As the world learns more about about the scientific properties of cannabis, more countries are passing legislation that favors decriminalization or full legalization of marijuana each year, and 2017 was no exception. To recap which countries took major steps to decriminalize cannabis in some way, here is every country that legalized marijuana in 2017.
In October of 2017, the Congress of Peru passed a bill to legalize medical marijuana with a high level of support. The measure allows patients with chronic or terminal illnesses to use medical marijuana products.
2, Republic of Georgia
In November of 2017, the Constitutional Court for the Republic of Georgia decriminalized marijuana use, saying it is unconstitutional to prosecute people for using cannabis. This ruling follows the decision to decriminalize cannabis cultivation (of up to nearly a half pound) earlier this year, and may pave the way for full-fledged marijuana legalization.
In July of 2017, the parliament of Catalonia (the autonomous region in the south of Spain) voted to legalize the cultivation, consumption, and distribution of cannabis. Adults who want to use marijuana must become a member of one of the region's designated cannabis clubs.
In June of 2017, Mexican President Enrique Peña Nieto signed a measure for legalizing medical marijuana and classifying the psychoactive compound in the herb as “therapeutic.” It calls on the Mexican Ministry of Health to regulate “the medicinal use of pharmacological derivatives of cannabis” and develop a research program for studying the herb's effects to help craft broader policies.
In June of 2017, Prime Minister Alexis Tsipras and Health Minister Andreas Xanthos of Greece announced a big change to the country's stance on cannabis: the legalization of medical marijuana.
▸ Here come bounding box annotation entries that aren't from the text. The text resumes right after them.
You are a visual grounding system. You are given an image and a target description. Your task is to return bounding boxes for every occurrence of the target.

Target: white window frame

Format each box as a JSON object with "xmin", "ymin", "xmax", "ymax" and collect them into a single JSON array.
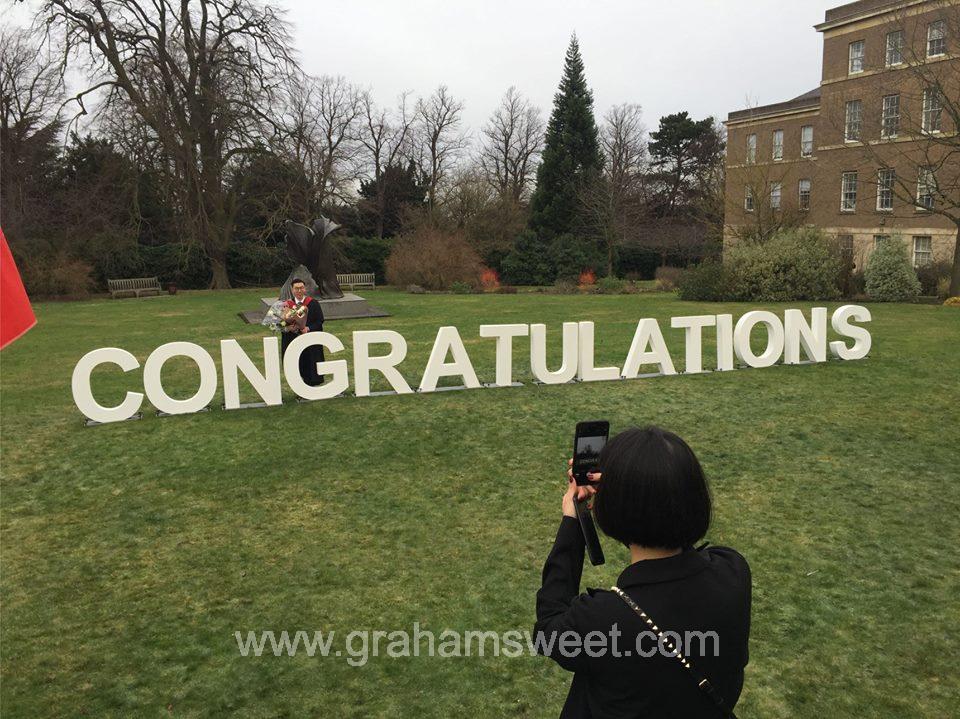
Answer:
[
  {"xmin": 843, "ymin": 100, "xmax": 863, "ymax": 142},
  {"xmin": 797, "ymin": 178, "xmax": 813, "ymax": 212},
  {"xmin": 921, "ymin": 87, "xmax": 943, "ymax": 134},
  {"xmin": 877, "ymin": 167, "xmax": 897, "ymax": 212},
  {"xmin": 800, "ymin": 125, "xmax": 813, "ymax": 157},
  {"xmin": 773, "ymin": 130, "xmax": 783, "ymax": 160},
  {"xmin": 913, "ymin": 235, "xmax": 933, "ymax": 267},
  {"xmin": 917, "ymin": 165, "xmax": 937, "ymax": 211},
  {"xmin": 840, "ymin": 171, "xmax": 859, "ymax": 212},
  {"xmin": 770, "ymin": 182, "xmax": 783, "ymax": 210},
  {"xmin": 886, "ymin": 30, "xmax": 904, "ymax": 67},
  {"xmin": 927, "ymin": 20, "xmax": 947, "ymax": 57},
  {"xmin": 880, "ymin": 94, "xmax": 900, "ymax": 140},
  {"xmin": 847, "ymin": 40, "xmax": 867, "ymax": 75}
]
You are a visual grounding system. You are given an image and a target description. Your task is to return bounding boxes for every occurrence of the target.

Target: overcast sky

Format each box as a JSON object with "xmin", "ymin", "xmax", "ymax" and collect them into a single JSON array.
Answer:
[{"xmin": 11, "ymin": 0, "xmax": 842, "ymax": 132}]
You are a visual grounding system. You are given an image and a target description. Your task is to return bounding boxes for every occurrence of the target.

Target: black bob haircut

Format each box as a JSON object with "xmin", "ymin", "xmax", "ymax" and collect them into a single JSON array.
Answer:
[{"xmin": 593, "ymin": 426, "xmax": 710, "ymax": 549}]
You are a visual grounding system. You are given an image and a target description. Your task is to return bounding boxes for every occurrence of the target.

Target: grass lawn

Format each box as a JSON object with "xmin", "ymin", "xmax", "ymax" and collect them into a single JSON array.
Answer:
[{"xmin": 0, "ymin": 290, "xmax": 960, "ymax": 719}]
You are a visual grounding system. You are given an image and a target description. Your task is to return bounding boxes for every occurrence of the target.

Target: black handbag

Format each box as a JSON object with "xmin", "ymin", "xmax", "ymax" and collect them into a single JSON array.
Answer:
[{"xmin": 610, "ymin": 585, "xmax": 737, "ymax": 719}]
In May of 2017, Chile became the first Latin American country to allow pharmacies to start selling cannabis-based products. Until then, Chilean patients could only get their medical marijuana products from either one of a few non-profit cannabis farms in the country or importing them from elsewhere.
In January of 2017, German parliamentarians voted unanimously to legalize the use of marijuana for medical purposes, and the "cannabis as medicine" law went into effect in March.